Já Núzia diz que é um de seus sonhos a valorização do veterinário. “Mas não sei se estarei viva para ver acontecer. Tomara, quem sabe”, brinca e compara a Veterinária com a Medicina Humana: “Por omissão e conivência da classe, dos conselhos regulatórios, dos sindicatos e da midiática participação de figuras públicas, estabeleceu-se que um médico humano que cobra um alto valor de consulta é um sujeito competente e de sucesso. Por exemplo, ‘vou te indicar o fulano, ele é caro, mas é excelente’. Quem já não ouviu ou não disse essa frase para indicar um profissional médico para alguém? Na contramão dessa relação, está o veterinário que tem uma pecha que para ser bom tem que ser franciscano: ‘Leva ele no Dr. fulano, ele é bom e baratinho. Para bicho de rua, ele nem cobra consulta, é maravilhoso’. E ai do médico-veterinário que dirija um bom carro, viaje para fora e use roupas de marca. Certamente, é um mercenário que só quer tirar o seu dinheiro até o último centavo. Enquanto não tivermos um Conselho atuante no controle de valores mínimos praticados, as esferas políticas, realmente comprometidas com ações efetivas e não meramente eleitoreiras, seguiremos nessa mazela, nós e os animais”, argumenta.
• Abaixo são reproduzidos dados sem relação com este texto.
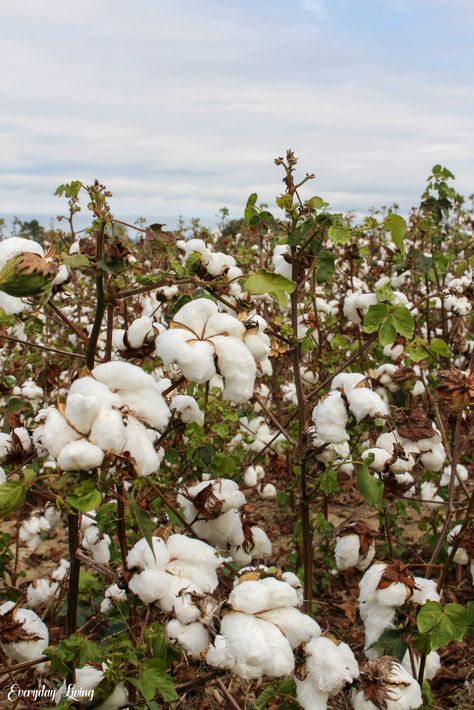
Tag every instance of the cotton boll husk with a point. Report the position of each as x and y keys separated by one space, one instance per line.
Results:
x=221 y=532
x=426 y=591
x=237 y=366
x=194 y=637
x=57 y=433
x=138 y=444
x=381 y=456
x=142 y=557
x=432 y=664
x=195 y=360
x=40 y=592
x=81 y=411
x=330 y=418
x=309 y=697
x=189 y=549
x=91 y=387
x=297 y=627
x=347 y=381
x=347 y=551
x=187 y=408
x=108 y=431
x=433 y=460
x=80 y=455
x=250 y=597
x=32 y=625
x=365 y=402
x=330 y=665
x=150 y=585
x=138 y=331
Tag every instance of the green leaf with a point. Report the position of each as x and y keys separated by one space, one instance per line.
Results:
x=145 y=524
x=153 y=678
x=325 y=266
x=403 y=321
x=339 y=233
x=12 y=496
x=387 y=333
x=370 y=487
x=276 y=285
x=77 y=261
x=85 y=497
x=375 y=316
x=397 y=227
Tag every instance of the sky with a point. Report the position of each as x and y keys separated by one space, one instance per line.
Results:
x=180 y=107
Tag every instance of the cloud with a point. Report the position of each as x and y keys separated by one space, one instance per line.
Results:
x=181 y=107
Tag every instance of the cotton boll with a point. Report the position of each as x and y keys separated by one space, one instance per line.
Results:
x=347 y=381
x=150 y=585
x=142 y=557
x=140 y=448
x=429 y=495
x=138 y=331
x=194 y=637
x=112 y=594
x=28 y=623
x=461 y=471
x=81 y=411
x=57 y=433
x=330 y=419
x=108 y=431
x=187 y=408
x=80 y=455
x=330 y=665
x=364 y=402
x=297 y=627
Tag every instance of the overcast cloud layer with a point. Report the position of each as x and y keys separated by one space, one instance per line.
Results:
x=181 y=106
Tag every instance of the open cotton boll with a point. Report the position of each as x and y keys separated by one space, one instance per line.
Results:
x=80 y=455
x=432 y=664
x=26 y=625
x=108 y=431
x=389 y=680
x=57 y=433
x=40 y=592
x=142 y=557
x=81 y=411
x=138 y=331
x=113 y=594
x=346 y=381
x=187 y=408
x=194 y=637
x=139 y=446
x=330 y=419
x=381 y=457
x=364 y=402
x=330 y=664
x=461 y=471
x=296 y=626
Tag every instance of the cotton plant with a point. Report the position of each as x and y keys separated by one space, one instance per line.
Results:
x=204 y=342
x=384 y=588
x=260 y=627
x=384 y=684
x=179 y=575
x=355 y=546
x=118 y=410
x=23 y=635
x=213 y=509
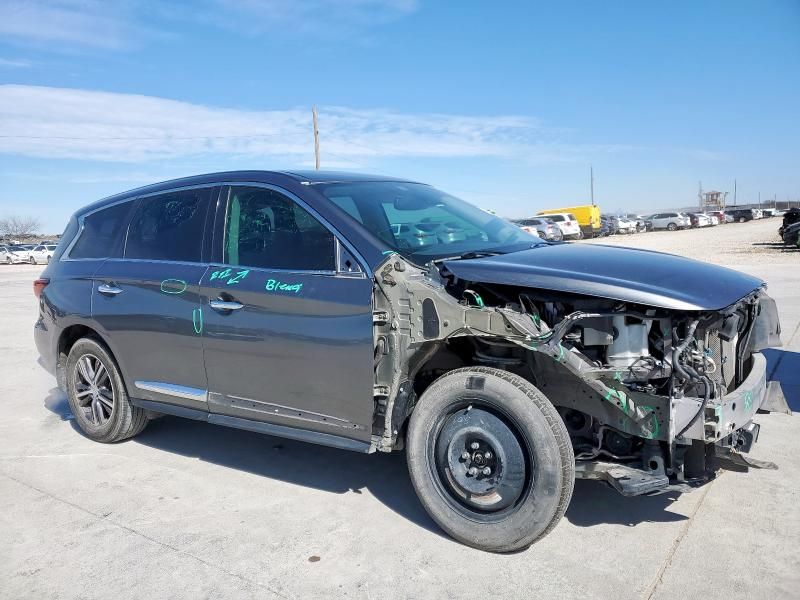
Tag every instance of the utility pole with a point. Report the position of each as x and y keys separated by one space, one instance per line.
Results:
x=700 y=195
x=316 y=138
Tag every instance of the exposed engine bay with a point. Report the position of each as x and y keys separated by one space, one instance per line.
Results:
x=651 y=396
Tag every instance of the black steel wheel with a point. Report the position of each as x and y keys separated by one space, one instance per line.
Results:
x=97 y=395
x=480 y=460
x=490 y=459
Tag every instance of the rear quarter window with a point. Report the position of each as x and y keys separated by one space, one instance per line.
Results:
x=169 y=227
x=101 y=232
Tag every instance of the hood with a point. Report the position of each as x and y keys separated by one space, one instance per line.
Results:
x=627 y=274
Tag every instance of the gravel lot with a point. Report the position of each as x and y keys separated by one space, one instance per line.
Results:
x=754 y=242
x=192 y=510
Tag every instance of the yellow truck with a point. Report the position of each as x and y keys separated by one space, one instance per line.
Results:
x=588 y=217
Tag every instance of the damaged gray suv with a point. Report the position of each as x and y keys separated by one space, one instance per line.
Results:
x=504 y=365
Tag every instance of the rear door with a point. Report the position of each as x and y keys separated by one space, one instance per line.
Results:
x=147 y=300
x=287 y=319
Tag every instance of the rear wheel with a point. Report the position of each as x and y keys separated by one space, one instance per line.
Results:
x=490 y=459
x=97 y=394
Por sua vez, Luciana acredita que a valorização do veterinário deve partir de todas as pessoas, mesmo as que não têm animais, incluindo aquelas que acreditam que têm o direito de cobrar que os veterinários devam atender de graça. “Ao invés disso, as pessoas deveriam cobrar seus governantes para que eles abram hospitais veterinários públicos, para atender a população que não pode pagar pelo atendimento. Além disso, cabe ao tutor procurar profissionais e clínicas que estão dentro de suas possibilidades econômicas, pois, assim como em outros tipos de serviços, existe uma variação de valores muito grande de uma clínica para outra dentro de uma mesma cidade. Tutores e veterinários devem conversar abertamente sobre o que é necessário fazer ao animal e o quanto vai custar, para que ambos cheguem, juntos, a um consenso sobre o que poderá ser feito”, finaliza.